# IMDB 5000 Movie Data set

**Task:** Build a movie recommendation system using the given data set.

Link to data set
https://www.kaggle.com/carolzhangdc/imdb-5000-movie-dataset

### Dataset Information

This Notebook contains various movies and their IMDB information. They are as follows:-

|**Feature**|**Description**|
|----|----|
|color|It contains the information whether the movies are coloured or black and white.|
|director_name|It contains the name of the director for that movie.|
|num_critic_for_reviews|Number of critic for reviews of that movie.|
|duration|This feature has the duration of the movie.|
|director_facebook_likes|Number of likes of the Director on his/her Facebook Page.|
|actor_3_facebook_likes|Number of likes of the Actor_3 on his/her Facebook Page.|
|actor_2_facebook_likes| Number of likes of the Actor_2 on his/her Facebook Page.|
|actor_1_facebook_likes|Number of likes of the Actor_1 on his/her Facebook Page.|
|gross| The Gross amount for the movie.|
|genres|The genre og the movie.|
|actor_1_name|Name of the 1st actor.|
|movie_title|Title/Name of the movie.|
|num_voted_users|Number of users who voted for the movie.|
|cast_total_facebook_likes|Total Facebook likes for the cast of the movie.|
|actor_2_name|Name of the 2nd actor.|
|actor_3_name|Name of the 3rd actor.|
|facenumber_in_poster|Number of posters on the Facebook.|
|plot_keywords|Keywords that can be used to identify the plots in the movie.|
|movie_imdb_link|The IMDB link of that movie.|
|num_user_for_reviews|Number of users who wrote reviews.|
|language|Language of the movie.|
|country|Country in which the movie was made.|
|content_rating|Rating of the content of the movie.|
|budget|Budget used for making the movie.|
|title_year|The year in which title of the movie was launched.|
|imdb_score|The IMBD score or rating for the movie.|
|aspect_ratio|It is the ratio of width to height of the scenes in that movie.|
|movie_facebook_likes|Number of likes for that movie on Facebook.|

## Importing necessary libraries
The following code is written in Python 3.x. Libraries provide pre-written functionality to perform necessary tasks.

In [None]:
import numpy as np
import pandas as pd
import matplotlib.pyplot as plt
import seaborn as sns
%matplotlib inline
import warnings
warnings.filterwarnings('ignore')

In [None]:
df= pd.read_csv('../input/imdb-5000-movie-dataset/movie_metadata.csv')
df.head()

In [None]:
# Now let us check for the shape of the dataset and also that are any null values present in our dataset.
# For that,

print('shape of the dataset=', df.shape)

print(' \nThe null count of each column of the dataset are as follows:')
df.isnull().sum()

- This tells us there are many null values present in our dataset. 

In [None]:
df.info()  # Information of the dataset, in terms of shape of dataset,name , type and non null values wrt each column.

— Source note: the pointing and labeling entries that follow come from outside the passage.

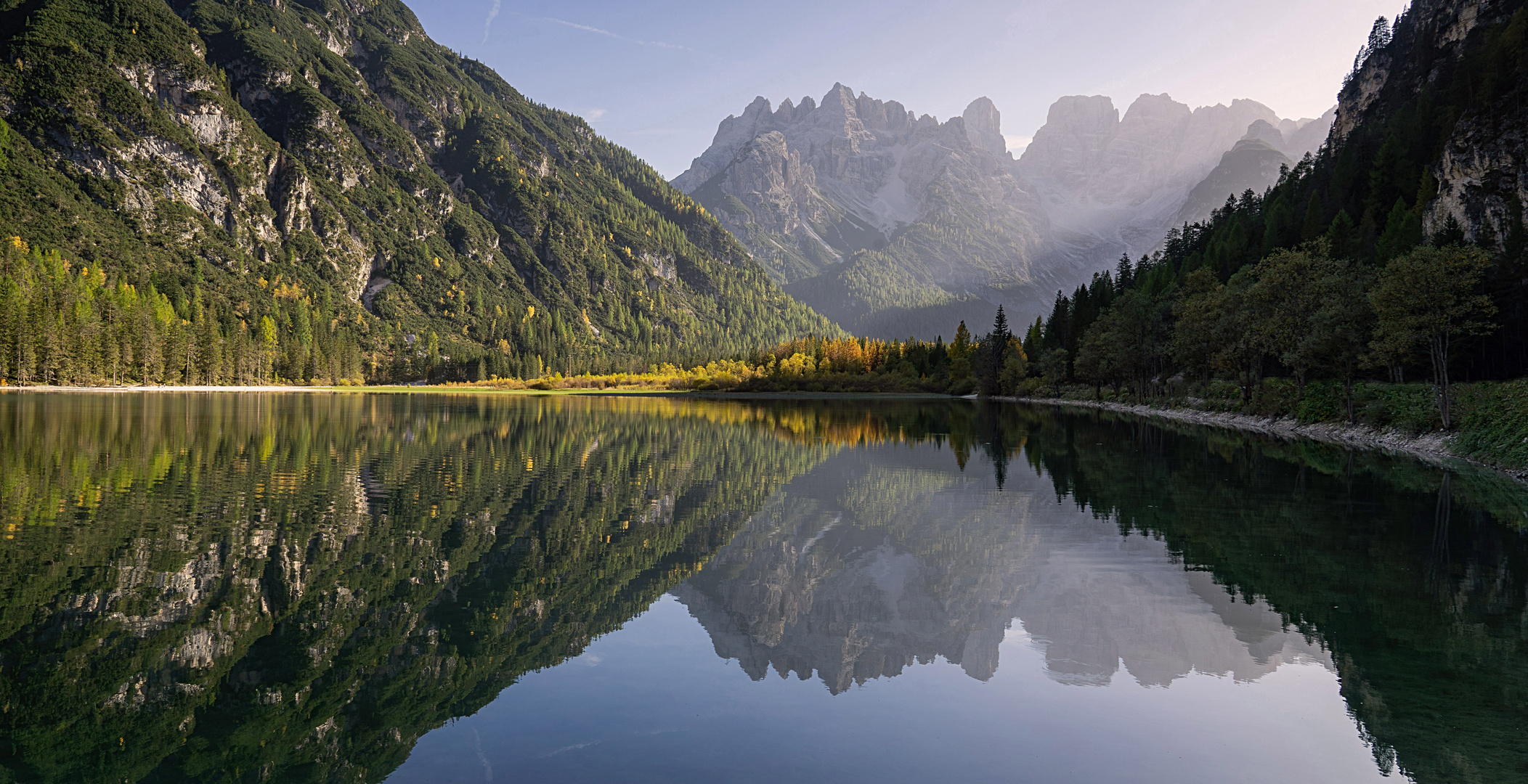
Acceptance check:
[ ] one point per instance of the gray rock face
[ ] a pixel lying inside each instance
(1482, 171)
(855, 189)
(1114, 185)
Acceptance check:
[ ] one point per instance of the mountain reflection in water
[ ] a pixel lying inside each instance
(884, 558)
(301, 587)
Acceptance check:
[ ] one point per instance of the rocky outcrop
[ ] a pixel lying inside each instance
(830, 196)
(211, 141)
(1481, 168)
(1114, 185)
(1252, 166)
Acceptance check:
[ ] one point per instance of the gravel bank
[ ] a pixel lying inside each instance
(1432, 446)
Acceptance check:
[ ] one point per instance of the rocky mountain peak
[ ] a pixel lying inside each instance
(1261, 128)
(870, 171)
(985, 126)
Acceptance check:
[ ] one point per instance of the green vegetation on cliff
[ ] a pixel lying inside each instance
(214, 152)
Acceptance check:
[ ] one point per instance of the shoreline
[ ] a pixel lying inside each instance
(1435, 448)
(1432, 448)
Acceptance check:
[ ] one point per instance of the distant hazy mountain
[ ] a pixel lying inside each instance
(271, 155)
(1255, 163)
(884, 221)
(1114, 185)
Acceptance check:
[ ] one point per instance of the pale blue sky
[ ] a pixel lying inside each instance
(657, 75)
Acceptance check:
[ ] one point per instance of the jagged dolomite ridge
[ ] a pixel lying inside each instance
(858, 190)
(1114, 185)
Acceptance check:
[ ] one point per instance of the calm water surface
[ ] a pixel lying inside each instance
(437, 589)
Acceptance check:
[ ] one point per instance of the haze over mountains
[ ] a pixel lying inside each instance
(891, 222)
(871, 213)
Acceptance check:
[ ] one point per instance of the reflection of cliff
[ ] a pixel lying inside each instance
(1100, 601)
(884, 558)
(301, 586)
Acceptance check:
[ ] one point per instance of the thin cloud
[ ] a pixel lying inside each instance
(598, 31)
(492, 15)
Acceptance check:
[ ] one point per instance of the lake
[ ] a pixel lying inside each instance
(492, 587)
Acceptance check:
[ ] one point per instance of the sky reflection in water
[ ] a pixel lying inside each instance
(416, 587)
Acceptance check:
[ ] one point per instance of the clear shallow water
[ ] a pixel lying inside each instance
(365, 587)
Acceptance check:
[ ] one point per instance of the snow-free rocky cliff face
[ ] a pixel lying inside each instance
(332, 144)
(882, 219)
(895, 224)
(1114, 185)
(1482, 166)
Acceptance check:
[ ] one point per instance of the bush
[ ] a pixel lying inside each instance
(1275, 398)
(1496, 427)
(1322, 402)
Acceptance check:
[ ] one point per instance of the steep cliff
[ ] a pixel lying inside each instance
(1435, 109)
(333, 146)
(1114, 185)
(880, 219)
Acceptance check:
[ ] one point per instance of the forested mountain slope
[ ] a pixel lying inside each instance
(882, 219)
(325, 166)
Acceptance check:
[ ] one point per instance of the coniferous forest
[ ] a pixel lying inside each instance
(181, 208)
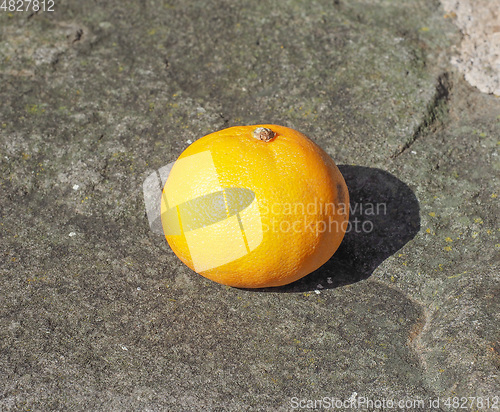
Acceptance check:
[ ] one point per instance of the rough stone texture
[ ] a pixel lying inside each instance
(96, 311)
(479, 53)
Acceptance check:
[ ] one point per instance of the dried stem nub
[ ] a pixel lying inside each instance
(263, 133)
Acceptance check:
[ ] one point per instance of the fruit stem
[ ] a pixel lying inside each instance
(263, 133)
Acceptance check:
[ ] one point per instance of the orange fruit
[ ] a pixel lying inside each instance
(254, 206)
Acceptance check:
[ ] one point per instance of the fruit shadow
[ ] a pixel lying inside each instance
(384, 216)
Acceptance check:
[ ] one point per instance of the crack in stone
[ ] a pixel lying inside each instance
(434, 115)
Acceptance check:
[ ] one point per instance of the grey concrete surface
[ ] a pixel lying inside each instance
(97, 313)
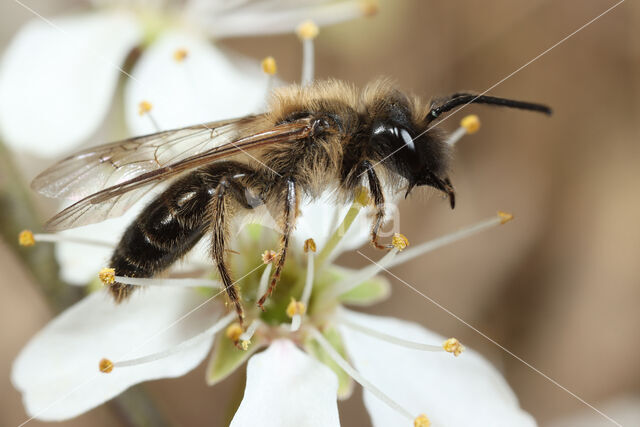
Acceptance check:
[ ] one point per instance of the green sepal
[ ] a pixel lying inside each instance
(226, 357)
(369, 292)
(366, 293)
(345, 382)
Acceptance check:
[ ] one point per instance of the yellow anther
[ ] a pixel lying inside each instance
(362, 196)
(309, 245)
(105, 366)
(470, 123)
(144, 107)
(307, 30)
(180, 54)
(296, 307)
(399, 241)
(107, 276)
(268, 256)
(452, 345)
(25, 238)
(269, 65)
(421, 421)
(234, 331)
(504, 217)
(369, 7)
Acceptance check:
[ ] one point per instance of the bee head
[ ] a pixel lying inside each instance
(419, 156)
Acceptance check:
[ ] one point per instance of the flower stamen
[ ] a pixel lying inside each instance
(391, 260)
(307, 31)
(144, 109)
(180, 54)
(107, 365)
(468, 125)
(269, 66)
(339, 360)
(399, 241)
(268, 256)
(390, 338)
(296, 319)
(26, 238)
(452, 345)
(360, 201)
(264, 279)
(107, 276)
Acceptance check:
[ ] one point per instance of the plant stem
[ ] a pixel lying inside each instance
(17, 213)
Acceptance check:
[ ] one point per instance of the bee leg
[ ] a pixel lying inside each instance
(164, 231)
(375, 188)
(291, 202)
(221, 208)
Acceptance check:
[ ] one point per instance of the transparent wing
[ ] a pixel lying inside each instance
(114, 200)
(96, 168)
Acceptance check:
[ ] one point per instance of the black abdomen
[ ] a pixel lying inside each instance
(163, 232)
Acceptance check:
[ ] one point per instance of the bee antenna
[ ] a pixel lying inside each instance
(468, 98)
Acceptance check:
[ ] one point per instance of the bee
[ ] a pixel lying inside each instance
(327, 136)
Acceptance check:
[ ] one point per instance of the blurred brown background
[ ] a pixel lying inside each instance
(560, 285)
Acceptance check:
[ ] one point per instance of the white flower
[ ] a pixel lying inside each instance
(96, 349)
(58, 76)
(303, 371)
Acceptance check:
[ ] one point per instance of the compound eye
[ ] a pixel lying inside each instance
(407, 139)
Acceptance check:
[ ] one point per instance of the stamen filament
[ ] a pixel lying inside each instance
(251, 330)
(181, 282)
(264, 279)
(270, 68)
(58, 238)
(296, 320)
(144, 109)
(214, 329)
(389, 338)
(360, 276)
(391, 260)
(307, 31)
(361, 200)
(455, 136)
(308, 284)
(468, 125)
(447, 240)
(337, 358)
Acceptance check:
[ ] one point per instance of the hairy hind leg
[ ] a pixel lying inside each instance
(291, 202)
(228, 191)
(375, 188)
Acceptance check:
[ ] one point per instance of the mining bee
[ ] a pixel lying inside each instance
(324, 137)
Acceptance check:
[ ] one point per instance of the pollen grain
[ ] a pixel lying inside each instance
(25, 238)
(105, 366)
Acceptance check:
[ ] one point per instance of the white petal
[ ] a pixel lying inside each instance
(56, 81)
(272, 16)
(208, 85)
(320, 218)
(57, 371)
(287, 388)
(465, 390)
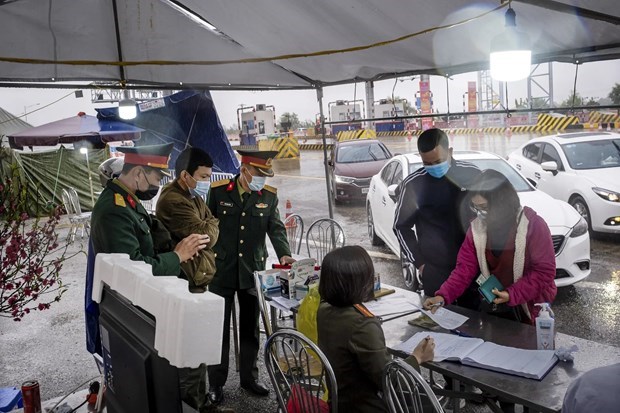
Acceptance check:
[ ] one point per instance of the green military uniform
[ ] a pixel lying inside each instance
(239, 252)
(120, 224)
(353, 341)
(183, 214)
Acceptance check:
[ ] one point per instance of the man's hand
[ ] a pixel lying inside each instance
(502, 296)
(425, 350)
(189, 246)
(286, 260)
(433, 303)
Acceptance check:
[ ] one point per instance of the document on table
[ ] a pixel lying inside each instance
(391, 305)
(475, 352)
(446, 318)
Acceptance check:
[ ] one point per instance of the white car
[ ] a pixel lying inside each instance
(581, 168)
(569, 230)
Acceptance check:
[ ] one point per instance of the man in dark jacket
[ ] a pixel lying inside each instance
(248, 211)
(434, 200)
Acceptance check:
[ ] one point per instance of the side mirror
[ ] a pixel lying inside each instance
(550, 166)
(392, 192)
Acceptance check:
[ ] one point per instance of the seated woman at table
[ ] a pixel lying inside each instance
(509, 241)
(350, 336)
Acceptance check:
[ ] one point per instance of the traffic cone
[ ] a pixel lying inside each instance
(288, 212)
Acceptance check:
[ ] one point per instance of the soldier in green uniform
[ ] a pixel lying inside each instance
(248, 211)
(119, 222)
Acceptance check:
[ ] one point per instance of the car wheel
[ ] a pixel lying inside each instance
(410, 274)
(580, 206)
(374, 239)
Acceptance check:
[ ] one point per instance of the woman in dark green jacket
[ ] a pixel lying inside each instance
(350, 336)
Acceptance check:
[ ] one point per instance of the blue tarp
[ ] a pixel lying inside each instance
(189, 118)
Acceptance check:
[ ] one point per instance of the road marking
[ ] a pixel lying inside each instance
(322, 178)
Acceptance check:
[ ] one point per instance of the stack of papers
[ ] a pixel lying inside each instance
(391, 306)
(475, 352)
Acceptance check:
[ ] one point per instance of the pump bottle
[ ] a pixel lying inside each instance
(545, 328)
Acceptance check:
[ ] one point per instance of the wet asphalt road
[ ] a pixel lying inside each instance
(49, 346)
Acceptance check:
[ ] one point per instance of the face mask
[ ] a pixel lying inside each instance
(150, 193)
(438, 170)
(202, 188)
(258, 182)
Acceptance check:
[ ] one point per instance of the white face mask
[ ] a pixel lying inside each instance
(257, 183)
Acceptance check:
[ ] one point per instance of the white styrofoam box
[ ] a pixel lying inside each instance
(104, 272)
(188, 327)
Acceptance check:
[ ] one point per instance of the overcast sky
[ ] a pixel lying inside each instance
(594, 80)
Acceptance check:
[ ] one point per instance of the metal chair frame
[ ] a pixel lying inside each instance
(404, 389)
(323, 236)
(293, 361)
(294, 225)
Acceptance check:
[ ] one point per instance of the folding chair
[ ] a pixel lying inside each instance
(294, 232)
(300, 373)
(404, 389)
(324, 235)
(77, 218)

## Exploratory Data Analysis

#### 1. Color of the movies

In [None]:
df['color'].value_counts()

In [None]:
sns.countplot(df['color'])

- We can see that 4815 movies are colored. Others are Black and white.

#### 2. Genres of the movie (Top 10)

In [None]:
df['genres'].value_counts().head(10)

In [None]:
plt.figure(figsize=(15,10))
df['genres'].value_counts()[0:10].plot.bar()

- From the plot above, we can say that the movies with `Drama` genre is the most in our dataset.

#### 3. Languages in which the movies are made.

In [None]:
df['language'].value_counts()

In [None]:
plt.figure(figsize=(15,10))
df['language'].value_counts()[0:10].plot.bar()

- We can observe that majority of the movies are in `English` language, followed by `French`, `Spanish` and `Hindi`.

#### 4. Country of the movie

In [None]:
df['country'].value_counts()

In [None]:
plt.figure(figsize=(15,10))
df['country'].value_counts()[0:10].plot.bar()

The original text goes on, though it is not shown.